# Text Normalization in NLP
* Notebook by Adam Lang
* Date: 3/18/2024

# NLP Normalization - Overview
* Morpheme = base of a word
* Structure of a token in NLP
    * prefix-morepheme-suffix
    *Example: `Antinationalist: Anti + national + ist`
    * 'national' is the morpheme here.
* Normalization is the NLP process of converting a token into its base form which is a morpheme.

## Why do we need Text Normalization in NLP?
* Reduces data dimensionality
* Text cleaning

## What are the common methods for Text Normalization in NLP?
1. Stemming
    * Elementary rule based process removes the inflectional forms from a token.
    * Example: "laughing", "laughed", "laughs", "laugh" ====> "laugh"
    * Not ideal because it will normalize text to non-normal words

2. Lemmatization
    * Systematic process for reducing tokens to its lemma.
    * Produces a root word or lemma.
    * Examples:
        a) am, are, is ==> be
        b) running, ran, run, rans ==> run
    * Running, 'verb' ==> run
    * Running, 'noun' ==> running
    * More meaningful technique than `Stemming` as it produces more meaningful words.

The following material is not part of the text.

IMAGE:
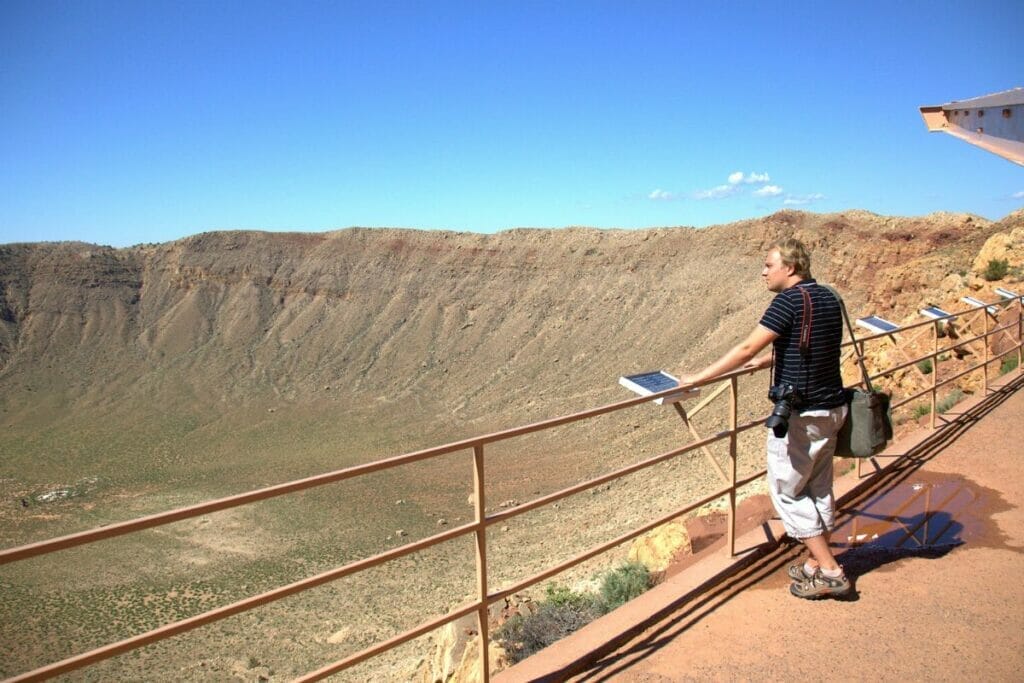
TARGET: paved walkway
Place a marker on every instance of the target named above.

# Implementing Text Normalization in Python - spaCy

## Lemmatization

### Example 1

In [1]:
# define a string to test
text = "The sky is clear and the stars are twinkling."

In [2]:
import spacy

In [3]:
# load spacy model
nlp = spacy.load('en_core_web_sm')

In [4]:
# create nlp doc object
doc = nlp(text)

In [5]:
# lemmatize text
[(token.text, token.lemma_) for token in doc]

[('The', 'the'),
 ('sky', 'sky'),
 ('is', 'be'),
 ('clear', 'clear'),
 ('and', 'and'),
 ('the', 'the'),
 ('stars', 'star'),
 ('are', 'be'),
 ('twinkling', 'twinkle'),
 ('.', '.')]

summary:
* above we can see the text on the left and the lemma result on the right.
* this is ideal for question-answer problems.

### Example 2

In [6]:
text = "The moon looks beautiful at night. It's hard to resist its beauty."

# Creating doc object
doc = nlp(text)

# lemmatizing the text with list comprehension
[(token.text, token.lemma_) for token in doc]

[('The', 'the'),
 ('moon', 'moon'),
 ('looks', 'look'),
 ('beautiful', 'beautiful'),
 ('at', 'at'),
 ('night', 'night'),
 ('.', '.'),
 ('It', 'it'),
 ("'s", 'be'),
 ('hard', 'hard'),
 ('to', 'to'),
 ('resist', 'resist'),
 ('its', 'its'),
 ('beauty', 'beauty'),
 ('.', '.')]

summary: we can again see the lemmatiztaion technique applied.

# Lemmatization Exercise
* We will use the text file called `Switzerland.txt` to lemmatize the text.

In [7]:
# import file
file = open('/content/drive/MyDrive/Colab Notebooks/Classical NLP/switzerland.txt', mode='r', encoding='utf-8')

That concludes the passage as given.